Coastal Studies Artist-in-Residence Barbara Putnam makes her return to Bowdoin this semester after having spent the majority of the fall abroad, working among artists in the Arctic, studying the fjords in Norway, and attending an exhibition opening in Bucharest.

Putnam’s interest in Arctic environments motivated her decision to come to Bowdoin, where she knew the connection to the Arctic goes back more than a century.

“I am attracted to harsh environments and fragile places, like intertidal zones, wetlands, planes—places within which survival of plants and animals requires some strategy,” said Putnam. “Winter is so short and there is nothing like the light produced by snow reflecting a weak but earnest January sun.”

Drawing connections between different disciplines is key to providing a liberal arts education, and in that spirit, Putnam will draw on her experiences and perspectives in both art and environmental studies to teach Visual Arts 271, Drawing on Science. 

Putnam comes to the College with an extensive background in the visual arts and a focused interest on drawing, woodcut prints and visual representations of the environment. 

Growing up, she was influenced by her artistic grandparents and her mother and father’s medical careers.  Putnam says she has always been aware of the similarities between the ways artists and scientists see the world.

“We’re both searching for truth, we’re observers by nature and habit,” wrote Putnam in an email to the Orient. “I like adding this element of scientific exploration. It changes how you think when you have a little bit of science in your art.”

Putnam’s ability to combine her artistic pursuits with science also stems from a formative artistic residency she did in the late 1990s in Manitoba, where she made art alongside biologists and ecologists who were hard at work analyzing a local duck population. 

Her current works are primarily large, abstract woodcut prints on multi-colored fabric. Using grass and seaweed as primary subjects, Putnam creates close-up depictions of scenes found in nature. 

“I want them to read as works of art but I also want them to be readable and credible to scientists,” she said.  

Despite the Drawing I prerequisite, many students taking Putnam’s class are oceanographers, biologists and environmental scientists.
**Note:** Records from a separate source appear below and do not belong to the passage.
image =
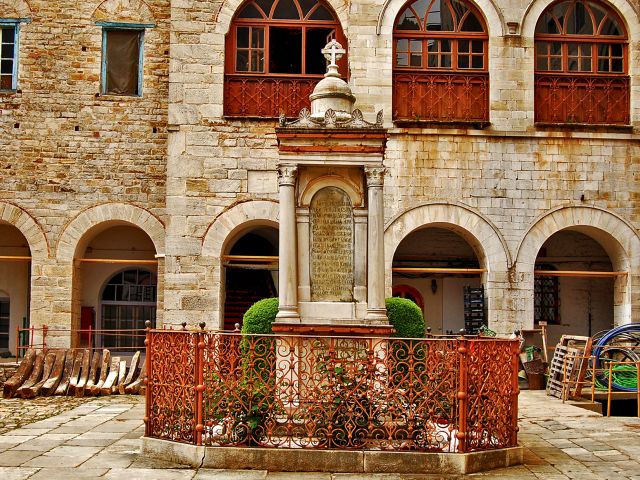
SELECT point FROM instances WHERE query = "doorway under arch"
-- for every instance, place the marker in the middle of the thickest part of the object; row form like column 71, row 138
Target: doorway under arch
column 115, row 286
column 15, row 284
column 250, row 272
column 128, row 300
column 574, row 284
column 438, row 263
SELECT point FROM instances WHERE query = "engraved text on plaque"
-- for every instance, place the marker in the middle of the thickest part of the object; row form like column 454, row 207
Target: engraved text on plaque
column 331, row 246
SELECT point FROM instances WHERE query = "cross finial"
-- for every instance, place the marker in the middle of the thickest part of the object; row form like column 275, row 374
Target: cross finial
column 333, row 52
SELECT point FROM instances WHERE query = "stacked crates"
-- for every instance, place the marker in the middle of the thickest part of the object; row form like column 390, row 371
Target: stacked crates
column 474, row 316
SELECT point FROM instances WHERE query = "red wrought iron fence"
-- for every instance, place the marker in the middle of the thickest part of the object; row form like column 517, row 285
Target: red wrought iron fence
column 443, row 97
column 430, row 395
column 582, row 99
column 266, row 96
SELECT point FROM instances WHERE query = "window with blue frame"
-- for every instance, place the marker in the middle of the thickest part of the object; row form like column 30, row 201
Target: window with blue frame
column 122, row 55
column 8, row 56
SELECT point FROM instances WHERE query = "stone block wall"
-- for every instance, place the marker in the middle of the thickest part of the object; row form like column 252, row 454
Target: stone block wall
column 68, row 149
column 512, row 178
column 170, row 163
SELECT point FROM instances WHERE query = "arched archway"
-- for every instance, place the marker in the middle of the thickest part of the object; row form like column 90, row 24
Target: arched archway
column 15, row 284
column 440, row 265
column 617, row 238
column 250, row 271
column 573, row 285
column 228, row 227
column 483, row 243
column 99, row 241
column 115, row 286
column 127, row 301
column 24, row 251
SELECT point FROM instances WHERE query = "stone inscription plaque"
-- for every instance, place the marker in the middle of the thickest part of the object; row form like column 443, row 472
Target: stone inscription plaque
column 331, row 246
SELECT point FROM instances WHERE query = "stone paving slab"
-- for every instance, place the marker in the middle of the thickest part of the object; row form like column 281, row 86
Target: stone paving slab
column 101, row 439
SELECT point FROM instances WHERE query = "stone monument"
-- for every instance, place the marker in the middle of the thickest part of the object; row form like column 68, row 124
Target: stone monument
column 331, row 214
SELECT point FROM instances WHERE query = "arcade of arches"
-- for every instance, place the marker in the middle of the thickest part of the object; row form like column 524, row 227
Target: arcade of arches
column 577, row 284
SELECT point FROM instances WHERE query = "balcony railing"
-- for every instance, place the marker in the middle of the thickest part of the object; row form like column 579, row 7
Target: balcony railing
column 582, row 99
column 266, row 96
column 431, row 395
column 441, row 97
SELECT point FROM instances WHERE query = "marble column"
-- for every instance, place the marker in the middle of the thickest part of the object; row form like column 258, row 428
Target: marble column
column 288, row 269
column 376, row 309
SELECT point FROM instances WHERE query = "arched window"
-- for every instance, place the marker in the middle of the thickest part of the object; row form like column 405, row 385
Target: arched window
column 581, row 65
column 440, row 63
column 273, row 59
column 128, row 301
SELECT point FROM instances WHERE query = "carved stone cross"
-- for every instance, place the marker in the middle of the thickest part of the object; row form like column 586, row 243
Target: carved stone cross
column 333, row 52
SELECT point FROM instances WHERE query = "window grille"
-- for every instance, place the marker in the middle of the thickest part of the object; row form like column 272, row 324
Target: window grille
column 440, row 69
column 273, row 58
column 581, row 57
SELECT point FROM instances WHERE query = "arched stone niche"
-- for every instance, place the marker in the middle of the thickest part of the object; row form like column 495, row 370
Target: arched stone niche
column 332, row 241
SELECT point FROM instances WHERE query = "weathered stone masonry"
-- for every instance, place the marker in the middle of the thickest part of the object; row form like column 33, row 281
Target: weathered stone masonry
column 170, row 160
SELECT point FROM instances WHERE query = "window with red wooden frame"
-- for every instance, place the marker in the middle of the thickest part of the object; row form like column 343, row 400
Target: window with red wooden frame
column 581, row 65
column 273, row 56
column 440, row 57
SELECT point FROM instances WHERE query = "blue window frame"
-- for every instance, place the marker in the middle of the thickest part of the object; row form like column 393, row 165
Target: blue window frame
column 9, row 54
column 122, row 58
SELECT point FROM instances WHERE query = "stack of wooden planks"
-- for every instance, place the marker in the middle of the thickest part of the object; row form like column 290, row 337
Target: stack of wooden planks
column 75, row 372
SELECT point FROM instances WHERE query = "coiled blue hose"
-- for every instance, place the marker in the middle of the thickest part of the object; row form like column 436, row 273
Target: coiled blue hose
column 601, row 346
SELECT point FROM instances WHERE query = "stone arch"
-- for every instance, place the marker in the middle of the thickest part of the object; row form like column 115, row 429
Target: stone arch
column 232, row 221
column 106, row 214
column 227, row 227
column 481, row 234
column 349, row 187
column 229, row 8
column 14, row 9
column 483, row 237
column 29, row 227
column 130, row 11
column 616, row 236
column 492, row 15
column 627, row 11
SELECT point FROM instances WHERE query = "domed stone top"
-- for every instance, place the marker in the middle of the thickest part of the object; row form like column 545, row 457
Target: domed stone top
column 332, row 92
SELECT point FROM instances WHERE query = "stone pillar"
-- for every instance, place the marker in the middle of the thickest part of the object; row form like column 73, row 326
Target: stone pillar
column 288, row 275
column 376, row 309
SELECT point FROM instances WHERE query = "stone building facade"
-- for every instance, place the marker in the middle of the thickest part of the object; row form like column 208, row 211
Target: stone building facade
column 166, row 183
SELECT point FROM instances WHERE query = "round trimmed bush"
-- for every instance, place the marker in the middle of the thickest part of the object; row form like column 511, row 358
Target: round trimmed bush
column 406, row 317
column 260, row 316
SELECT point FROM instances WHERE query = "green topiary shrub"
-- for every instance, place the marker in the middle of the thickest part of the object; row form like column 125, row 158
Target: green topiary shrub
column 406, row 317
column 260, row 316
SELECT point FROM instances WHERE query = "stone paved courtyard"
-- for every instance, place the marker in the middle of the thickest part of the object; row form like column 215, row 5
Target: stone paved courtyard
column 100, row 438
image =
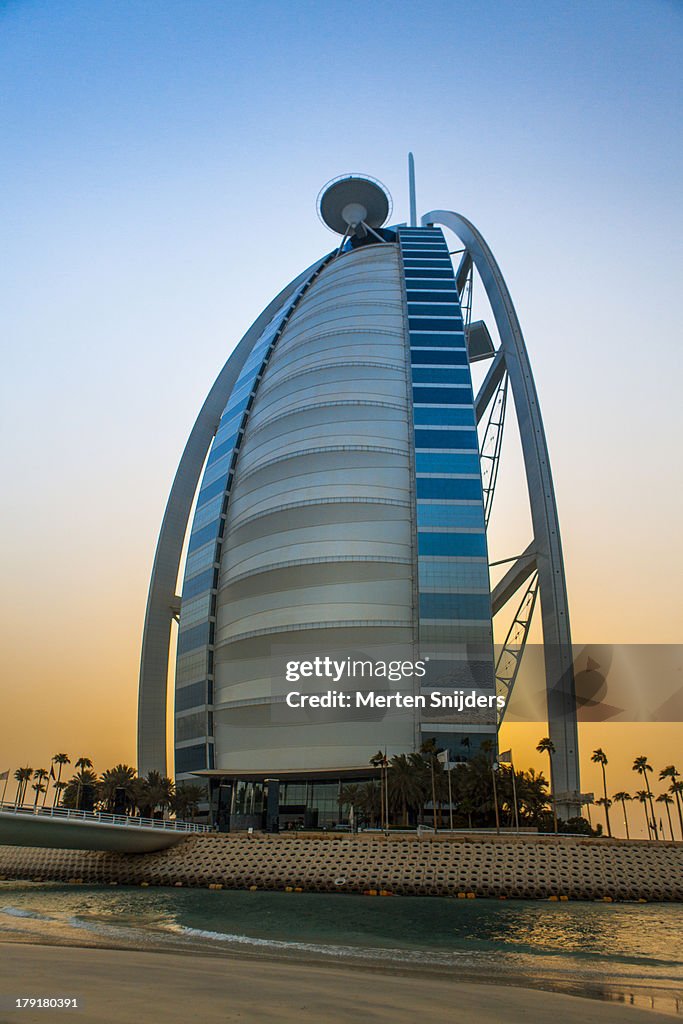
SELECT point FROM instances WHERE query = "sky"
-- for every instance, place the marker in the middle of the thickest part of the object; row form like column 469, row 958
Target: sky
column 161, row 163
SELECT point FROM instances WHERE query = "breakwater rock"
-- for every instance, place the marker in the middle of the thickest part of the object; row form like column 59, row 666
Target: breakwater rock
column 530, row 866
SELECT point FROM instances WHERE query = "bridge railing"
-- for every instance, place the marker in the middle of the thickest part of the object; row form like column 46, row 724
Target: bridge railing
column 103, row 818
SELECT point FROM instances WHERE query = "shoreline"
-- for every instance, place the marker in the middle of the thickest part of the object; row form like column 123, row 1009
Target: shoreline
column 653, row 999
column 290, row 989
column 485, row 865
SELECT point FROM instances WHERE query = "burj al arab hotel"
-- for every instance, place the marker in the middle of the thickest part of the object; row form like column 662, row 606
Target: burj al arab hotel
column 335, row 496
“With each visual arts class I take, I realize how relevant it is to my studies in science, and I believe science and art really do mesh beautifully,” wrote Kailey Bennett ’14, an earth and oceanographic science and visual arts double major, in an email to the Orient.

Students in the course will receive a breadth of assignments that give them direction while allowing them some leeway in their observations and representations of the coastal landscape. Students will also complete an assignment based on objects in the Peary-MacMillan Arctic Museum.

“My sense is that we’re trending to more interdisciplinary courses because technology is improving; scientists and artists are using some of the same technologies, but using them in different ways,” said Putnam. 

“Students are pooling skill sets and knowledge from a variety of subject areas and communicating in a visual language with content that honors the natural world.”